Die Faustregel: Hat ein Werkzeug eine Schnittstelle, kann es am Ablauf teilnehmen; hat es nur eine Oberfläche, kann ein Agent es oft trotzdem bedienen. Sie müssen Ihre Landschaft nicht ersetzen, um sie zu automatisieren, die Automatisierung passt sich dem Bestand an.
Wie messen Sie den Erfolg der Automatisierung?
▸
Gegen eine Ausgangsbasis: eingesparte Stunden pro Woche, Fehlerquoten, Durchsatz und Antwortzeiten vorher gegen nachher. Typische Projekte sparen rund 20 Stunden pro Woche und Prozessbereich.
Bevor etwas gebaut wird, messen wir ein bis zwei Wochen den Ist-Zustand: Mengen, Dauern, Fehlerquoten.
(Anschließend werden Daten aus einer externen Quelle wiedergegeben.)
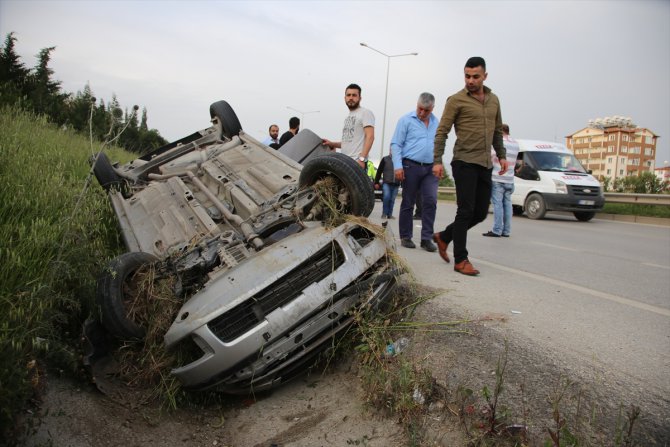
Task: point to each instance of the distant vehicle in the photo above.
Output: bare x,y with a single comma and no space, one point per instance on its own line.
550,178
266,281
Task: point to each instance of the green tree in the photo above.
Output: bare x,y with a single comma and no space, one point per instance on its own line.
45,94
13,73
79,109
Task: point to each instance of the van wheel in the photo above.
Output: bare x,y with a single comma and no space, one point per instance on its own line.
115,290
347,181
230,124
535,207
584,216
105,174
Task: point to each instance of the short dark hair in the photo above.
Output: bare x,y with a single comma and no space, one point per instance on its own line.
476,61
355,87
294,122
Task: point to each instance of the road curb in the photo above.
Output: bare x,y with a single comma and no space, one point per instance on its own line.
634,219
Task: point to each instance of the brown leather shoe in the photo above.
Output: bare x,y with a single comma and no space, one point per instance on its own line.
466,268
441,247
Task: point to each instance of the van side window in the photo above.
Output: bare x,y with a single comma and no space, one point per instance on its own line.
524,167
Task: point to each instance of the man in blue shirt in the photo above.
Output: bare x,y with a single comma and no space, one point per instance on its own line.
273,139
412,152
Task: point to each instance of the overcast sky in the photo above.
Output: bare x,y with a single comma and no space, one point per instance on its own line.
554,64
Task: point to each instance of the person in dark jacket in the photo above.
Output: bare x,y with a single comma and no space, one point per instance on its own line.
388,184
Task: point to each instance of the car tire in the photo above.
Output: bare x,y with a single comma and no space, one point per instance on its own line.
105,174
349,174
535,206
110,294
230,124
584,216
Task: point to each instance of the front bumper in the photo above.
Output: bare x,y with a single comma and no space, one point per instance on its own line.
571,202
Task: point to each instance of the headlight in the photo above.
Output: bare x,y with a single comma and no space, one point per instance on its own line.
561,187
Nach dem Start laufen dieselben Zahlen auf einer Übersicht, der Ertrag der Automatisierung ist damit ein vorzeigbarer Fakt, kein Gefühl.
Wie viel eines Prozesses lässt sich realistisch automatisieren?
▸
Oft rund 80 Prozent eines geeigneten Prozesses. Der Rest bleibt bewusst menschlich: Ausnahmen, Ermessensentscheidungen und Freigaben, genau dort, wo Menschen den größten Wert stiften.
Die Jagd auf die letzten 20 Prozent ist meist der Punkt, an dem Automatisierungsprojekte in Zerbrechlichkeit und Kosten kippen. Wir hören auf, wo die Zahlen aufhören Sinn zu ergeben, und gestalten die Übergabe zwischen Maschine und Mensch so glatt, dass die Naht im Alltag nicht spürbar ist.
Wie schnell ist ein erster Ablauf produktiv?
▸
Tage bis wenige Wochen nach der Prozessaufnahme, abhängig von den Anbindungen. Wir starten mit einem wirkungsstarken Ablauf, belegen den Nutzen und erweitern dann Schritt für Schritt.
Neue Abläufe laufen zuerst im Schattenmodus: Die Automatisierung arbeitet neben Ihrem Team her, Ergebnisse werden verglichen, nichts geht ungeprüft raus. Erst wenn die Übereinstimmungsquote hoch genug ist, übernimmt sie wirklich, das ist der Unterschied zwischen schnell und leichtsinnig.
Was passiert, wenn ein Ablauf ausfällt?
▸
Die Überwachung erkennt es sofort, betroffene Aufgaben fallen in eine manuelle Warteschlange zurück, Verantwortliche werden alarmiert und die Ursache wird vor der Wiederaufnahme behoben, nichts geht still verloren.
Jeder Durchlauf hinterlässt eine vollständige Spur: Eingabe, Entscheidungen, Aktionen, Ergebnis. Bei einem Fehler sehen Sie exakt, welcher Vorgang wo und warum stoppte, setzen nach der Korrektur genau dort wieder auf und können hinterher belegen, dass kein Fall übersprungen wurde.